Alex de Vries, a data scientist and a Ph.D. candidate at Vrije University Amsterdam talks about a training phase v an inference phase. Training is the process of setting up the model and teaching it how to learn on its own, while inference is when you feed it scenarios to test it and refine how it works.

ChatGPT it took relatively little energy to train, but a lot to do inference, which makes sense, because it had to learn to do a lot of complex things in a very human-friendly way. 

ChatGPT-3 was the one cited as consuming about 10 times as much energy per query as a Google search. GPT-4 probably uses more power because it has more parameters and is a larger model.

The Battle Still to Come

Part of what makes AI’s energy requirements such a concern is sheer demand. ChatGPT is processing somewhere in the neighborhood of two hundred million requests per day. To do that, it consumes more than half a million kilowatt-hours of electricity daily.

As the New Yorker explained, the average U.S. household consumes twenty-nine kilowatt-hours a day. Don’t reach for your calculator – I’ve already done the math. ChatGPT – just one generative AI available – is currently using over 17 thousand private home equivalents per day.

But AI isn’t the only high tech energy hog we have to deal with, data centers are an issue too. According to the same International Energy Agency report referenced earlier, data centers account for about 1 to 1.5 percent of global electricity use

The data center industry is responsible for somewhere between 2 and 3 percent of greenhouse gasses, thanks to those GPUs. GPU chips require 10–15 times as much energy as a traditional CPU because they use more transistors. All of those servers running makes a lot of heat which has to be cooled to protect the machines. That requires energy for cir conditioning, but also water – another critical resource.

Shaolei Ren, a professor of electrical and computer engineering at the University of California Riverside, told the Wall Street Journal that “ChatGPT-3 needs to “drink” a 500-milliliter bottle of water for a basic conversation of 20 to 50 inquiries.” And GPT-4, as well as any releases that follow it, will likely need more.

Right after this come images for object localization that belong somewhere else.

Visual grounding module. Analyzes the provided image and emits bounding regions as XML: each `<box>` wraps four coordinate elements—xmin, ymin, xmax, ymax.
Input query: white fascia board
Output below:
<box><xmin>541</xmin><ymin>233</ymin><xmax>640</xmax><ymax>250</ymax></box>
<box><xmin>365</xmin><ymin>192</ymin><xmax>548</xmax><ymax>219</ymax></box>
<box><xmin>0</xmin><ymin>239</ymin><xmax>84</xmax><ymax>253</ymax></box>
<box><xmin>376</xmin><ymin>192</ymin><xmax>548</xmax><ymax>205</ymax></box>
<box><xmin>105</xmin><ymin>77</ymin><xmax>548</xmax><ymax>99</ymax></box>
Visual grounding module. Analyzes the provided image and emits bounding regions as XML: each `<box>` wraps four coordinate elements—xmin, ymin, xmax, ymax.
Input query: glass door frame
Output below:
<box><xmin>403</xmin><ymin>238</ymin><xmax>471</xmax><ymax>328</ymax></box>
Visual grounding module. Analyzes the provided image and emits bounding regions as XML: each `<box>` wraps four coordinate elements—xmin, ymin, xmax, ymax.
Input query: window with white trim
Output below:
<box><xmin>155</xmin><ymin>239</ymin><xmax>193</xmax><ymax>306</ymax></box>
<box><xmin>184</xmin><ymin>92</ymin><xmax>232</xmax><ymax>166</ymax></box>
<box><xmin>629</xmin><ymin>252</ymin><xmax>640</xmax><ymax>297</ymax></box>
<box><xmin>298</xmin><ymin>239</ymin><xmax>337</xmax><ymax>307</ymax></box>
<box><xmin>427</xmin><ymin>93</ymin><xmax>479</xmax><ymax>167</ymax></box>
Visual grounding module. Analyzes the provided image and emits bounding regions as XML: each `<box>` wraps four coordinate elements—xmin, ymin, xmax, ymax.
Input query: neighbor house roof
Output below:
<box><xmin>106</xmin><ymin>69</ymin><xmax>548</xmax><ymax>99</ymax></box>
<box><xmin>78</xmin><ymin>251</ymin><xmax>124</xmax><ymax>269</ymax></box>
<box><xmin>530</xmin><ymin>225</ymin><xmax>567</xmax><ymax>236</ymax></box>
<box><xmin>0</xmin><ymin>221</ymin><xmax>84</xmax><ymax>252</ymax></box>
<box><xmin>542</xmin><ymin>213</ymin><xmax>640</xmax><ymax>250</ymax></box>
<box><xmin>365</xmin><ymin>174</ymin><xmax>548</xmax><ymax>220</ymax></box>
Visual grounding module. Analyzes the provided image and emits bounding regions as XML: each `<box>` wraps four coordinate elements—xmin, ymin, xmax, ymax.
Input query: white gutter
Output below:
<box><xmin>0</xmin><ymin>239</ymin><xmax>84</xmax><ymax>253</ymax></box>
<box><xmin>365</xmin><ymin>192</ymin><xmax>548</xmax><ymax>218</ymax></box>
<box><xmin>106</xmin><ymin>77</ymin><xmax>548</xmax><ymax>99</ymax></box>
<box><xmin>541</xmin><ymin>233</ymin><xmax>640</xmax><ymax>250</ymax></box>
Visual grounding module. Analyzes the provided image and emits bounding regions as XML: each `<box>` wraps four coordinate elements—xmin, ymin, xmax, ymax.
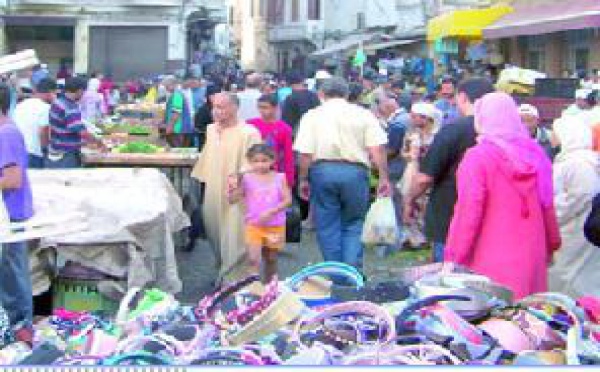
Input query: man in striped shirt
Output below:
<box><xmin>45</xmin><ymin>77</ymin><xmax>96</xmax><ymax>169</ymax></box>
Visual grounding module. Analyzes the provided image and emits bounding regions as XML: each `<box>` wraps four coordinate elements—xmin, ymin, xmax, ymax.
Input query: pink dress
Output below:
<box><xmin>247</xmin><ymin>118</ymin><xmax>295</xmax><ymax>188</ymax></box>
<box><xmin>242</xmin><ymin>173</ymin><xmax>286</xmax><ymax>227</ymax></box>
<box><xmin>445</xmin><ymin>143</ymin><xmax>561</xmax><ymax>299</ymax></box>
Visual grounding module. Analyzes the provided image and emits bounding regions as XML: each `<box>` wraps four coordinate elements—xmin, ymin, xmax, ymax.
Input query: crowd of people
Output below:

Possibly a lot more.

I’m not overly afraid of a takeover by robot overlords, but if there had been one, I would have expected it to be more like the movie Terminator. If you’ve seen a video of Boston Dynamics’ latest humanoid robot standing up from a prostrate position without assistance, it makes you stop and think.

But maybe that’s just a distraction. Maybe the real risk – or threat? – will be associated with the battle between humans and machines over energy.